Furthermore, the report champions the implementation of "guided recovery" enabled by Model Context Protocol (MCP). MCP is proposed as a framework that allows systems to "ask for help" at critical moments, providing context-aware assistance during recovery operations. An MCP-enabled assistant could, for instance, help identify unhealthy tenants or suspicious patterns within protected data. It could then guide administrators through the precise, step-by-step recovery process, effectively transforming complex, potentially chaotic recovery events into manageable, repeatable procedures. This approach minimizes human error, accelerates decision-making, and reduces the overall mean time to recovery (MTTR).
"It all boils down to knowing who is in charge of recovery and which systems are restored first when multiple systems are affected," Larsen reiterated, emphasizing the critical importance of clear roles, responsibilities, and prioritized recovery sequences. "When decisions are delayed, recovery takes longer than necessary," he warned, highlighting the direct correlation between preparedness and business continuity.

Broader Implications for Business Resilience and Compliance
The findings of the Keepit survey carry profound implications for enterprise resilience, regulatory compliance, and the future of digital operations. In an era where data is the lifeblood of business and AI is rapidly becoming its nervous system, the inability to reliably recover from disruptions poses an existential threat. Inadequate recovery plans for agentic AI systems not only risk operational paralysis but also expose organizations to significant regulatory scrutiny. Data protection regulations like GDPR, CCPA, and others mandate robust data availability and recovery capabilities. Failures stemming from untested AI recovery plans could lead to substantial fines, legal challenges, and severe damage to an organization’s reputation and customer trust.

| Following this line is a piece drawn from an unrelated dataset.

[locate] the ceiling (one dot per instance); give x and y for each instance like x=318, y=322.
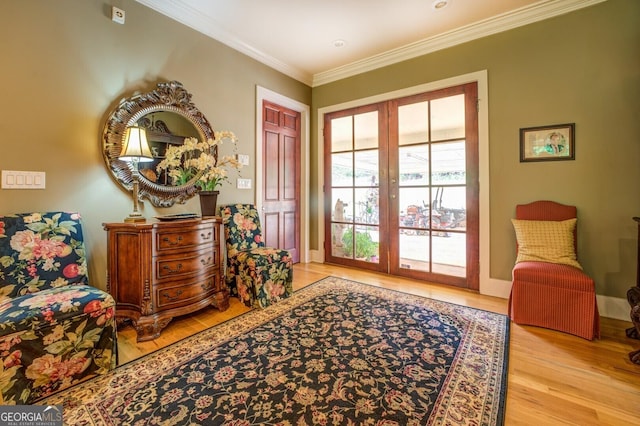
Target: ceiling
x=318, y=41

The push towards agentic AI, while promising innovation, demands a parallel evolution in an organization’s approach to risk management and disaster recovery. This includes not just investing in sophisticated backup technologies, but also fostering a culture of continuous testing, clear accountability, and proactive adaptation. Enterprises must move beyond mere confidence to demonstrated capability, ensuring that their readiness for agentic AI failures is not just a statement, but a verified, operational reality.
The full report, offering detailed insights and further recommendations, is accessible on the Keepit website, though registration is required to download it. It serves as a crucial wake-up call for IT leaders worldwide to bridge the gap between perceived readiness and actual resilience in the age of autonomous AI.